A Hybrid Framework with Large Language Models for Rare Disease Phenotyping
This work addresses the challenge of rare disease diagnosis for clinicians and researchers by improving phenotyping from clinical notes, though it is incremental as it builds on existing NLP and LLM techniques.
The study tackled the problem of identifying rare diseases from unstructured clinical notes by developing a hybrid framework combining dictionary-based NLP tools with large language models, resulting in superior performance over traditional methods and uncovering many potential cases not in structured records.

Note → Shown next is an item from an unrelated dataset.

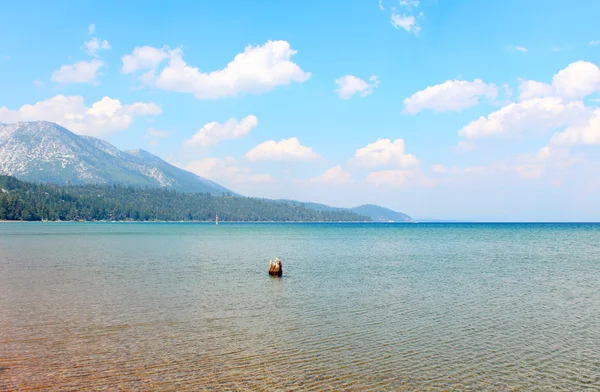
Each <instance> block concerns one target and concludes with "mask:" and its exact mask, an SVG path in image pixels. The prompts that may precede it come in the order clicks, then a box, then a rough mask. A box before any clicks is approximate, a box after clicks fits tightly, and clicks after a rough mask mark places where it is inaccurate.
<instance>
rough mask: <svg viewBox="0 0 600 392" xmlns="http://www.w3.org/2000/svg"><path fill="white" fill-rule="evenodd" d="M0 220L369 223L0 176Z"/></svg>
mask: <svg viewBox="0 0 600 392" xmlns="http://www.w3.org/2000/svg"><path fill="white" fill-rule="evenodd" d="M0 192H1V193H0V220H25V221H39V220H62V221H72V220H84V221H93V220H118V221H121V220H133V221H148V220H160V221H190V220H194V221H209V220H214V219H215V215H219V219H220V220H222V221H303V222H317V221H326V222H331V221H368V220H369V218H366V217H364V216H361V215H358V214H355V213H352V212H350V211H347V210H339V211H316V210H312V209H309V208H305V207H302V206H293V205H289V204H286V203H280V202H275V201H269V200H264V199H256V198H247V197H239V196H229V195H227V194H223V195H222V196H213V195H211V194H209V193H180V192H176V191H173V190H168V189H161V188H147V189H146V188H140V187H133V186H120V185H62V186H58V185H52V184H32V183H27V182H22V181H19V180H17V179H15V178H13V177H10V176H0Z"/></svg>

Rare diseases pose significant challenges in diagnosis and treatment due to their low prevalence and heterogeneous clinical presentations. Unstructured clinical notes contain valuable information for identifying rare diseases, but manual curation is time-consuming and prone to subjectivity. This study aims to develop a hybrid approach combining dictionary-based natural language processing (NLP) tools with large language models (LLMs) to improve rare disease identification from unstructured clinical reports. We propose a novel hybrid framework that integrates the Orphanet Rare Disease Ontology (ORDO) and the Unified Medical Language System (UMLS) to create a comprehensive rare disease vocabulary. The proposed hybrid approach demonstrates superior performance compared to traditional NLP systems and standalone LLMs. Notably, the approach uncovers a significant number of potential rare disease cases not documented in structured diagnostic records, highlighting its ability to identify previously unrecognized patients.